Prefer not to use the builder? The same knobs are chainable adjusters on a constructed limiter — RateLimiter::with_quota(quota).with_shards(64) .with_eviction(policy).with_algorithm(algo) — each applied immediately after construction.

Algorithms

All algorithms share the same Limiter trait and check surface — swap the strategy through the builder without touching call sites. The token bucket is always available; the rest are behind the algorithms feature.

Algorithm	Shape	Good for
Token bucket	Smooth refill, allows bursts up to capacity	General-purpose; the default
Leaky bucket	Spaces units at a steady interval (GCRA)	Shaping bursty traffic to a steady rate
Fixed window	Counter resets each window	Cheapest; tolerates boundary bursts
Sliding-window log	Exact timestamps in a window	Highest accuracy; higher memory
Sliding-window counter	Weighted blend of two windows	Accuracy/cost balance; common production choice

The token bucket strategy is provided by better-bucket — rate-net does not reimplement it.
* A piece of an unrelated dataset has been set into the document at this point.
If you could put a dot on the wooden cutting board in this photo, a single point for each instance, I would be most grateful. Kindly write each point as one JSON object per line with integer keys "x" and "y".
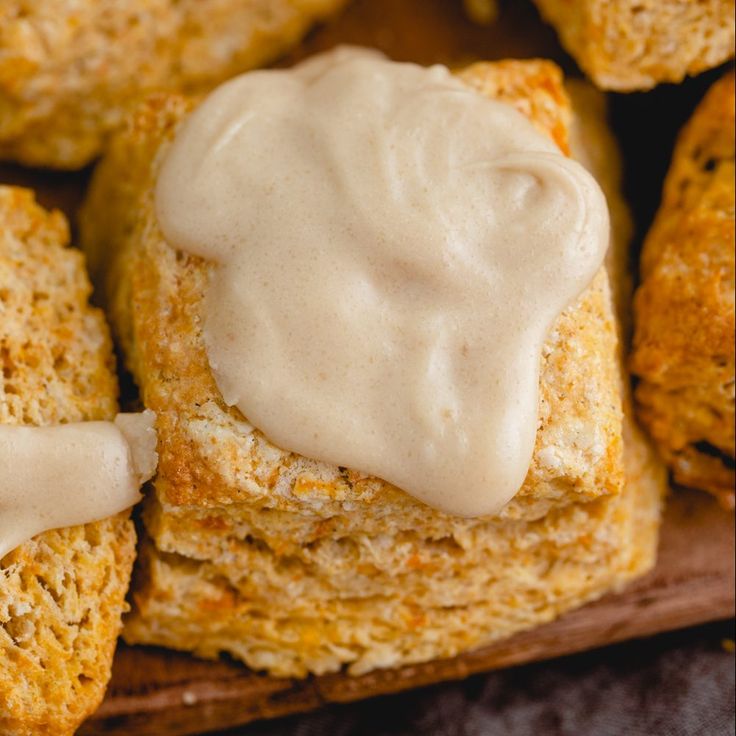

Deterministic Testing (mockable clock)

use rate_net::RateLimiter;
use clock_lib::ManualClock;
use std::sync::Arc;
use std::time::Duration;

// Share the clock with the limiter via `Arc`, then drive it by hand.
let clock = Arc::new(ManualClock::new());
let limiter = RateLimiter::per_second(5).with_clock(Arc::clone(&clock));

// Drain the key's quota.
for _ in 0..5 {
    assert!(limiter.check("k").is_allow());
}
assert!(limiter.check("k").is_deny());

// Advance one second — no real sleep — and the allowance is back.
clock.advance(Duration::from_secs(1));
assert!(limiter.check("k").is_allow());

Awaiting (async)

The core is sync and runtime-free — check never blocks. When you'd rather wait for a key to become allowed than shed the request, the optional async feature wraps a limiter in an AsyncLimiter whose until_ready awaits until the key is admitted (sleeping for the reported retry_after):

use rate_net::{AsyncLimiter, RateLimiter};

# async fn demo() {
let limiter = AsyncLimiter::new(RateLimiter::per_second(100));

// Non-blocking, allow/deny — same as the sync API.
let _ = limiter.check("user:42");

// Or await until the key is within its limit.
limiter.until_ready("user:42").await;
# }

Only this layer touches a runtime (tokio's timer), and only under the async feature; the core never depends on one.

Examples

Runnable, self-contained demos in examples/:

cargo run --example per_second    # Tier-1: N requests/second per key
cargo run --example per_key       # per-IP and per-user, independent allowances
cargo run --example mock_clock    # deterministic refill with a ManualClock
cargo run --example retry_after   # mapping a denial to HTTP 429 + Retry-After

cargo run --example algorithms --features algorithms  # compare all five algorithms
cargo run --example async_wait   --features async      # await until allowed

Feature Flags

Feature	Default	Description
`std`	✅	Standard library. Required for the sharded store and eviction.
`algorithms`	❌	The full suite beyond the default token bucket (leaky, fixed window, sliding-window log, sliding-window counter).
`async`	❌	`AsyncLimiter` with `until_ready` (await until a key is allowed). Additive — only this layer touches a runtime; the core does not.

# Everything:
rate-net = { version = "1", features = ["algorithms", "async"] }

Testing

# Unit + integration + property tests
cargo test --all-features

# Concurrency model checking (no over-admit under interleaving)
RUSTFLAGS="--cfg loom" cargo test --test loom_check

# Benchmarks
cargo bench --bench rate_bench

# Format + lints (must be clean)
cargo fmt --all -- --check
cargo clippy --all-targets --all-features -- -D warnings

Performance

Criterion medians at the v1.0.0 tag (Windows x86_64, Rust stable, opt-level = 3):

Path	Median
Single-key check	~54 ns
Many-key check (64 shards)	~54 ns
Contended single key (4 threads)	~54 ns/op
Eviction sweep (cold insert at cap)	~217 ns

cargo bench --bench rate_bench

A head-to-head against governor is recorded honestly: governor is currently faster (~17 ns vs ~44 ns single-key), almost entirely because it reads a TSC-based quanta clock (~5 ns) while rate-net reads Instant::now() (~20 ns on Windows) through better-bucket / clock-lib. rate-net's own per-key overhead is competitive; closing the gap needs a faster monotonic clock in clock-lib. Full method, numbers, and analysis in docs/BENCHMARKS.md.

Design

Sharded, lock-free, bounded

Per-key state lives in a sharded concurrent map. A check is: hash the key → locate the shard → run the key's lock-free bucket. Unrelated keys land in different shards and never contend, so throughput scales with core count. The steady-state check allocates nothing; allocation happens only the first time a key is seen.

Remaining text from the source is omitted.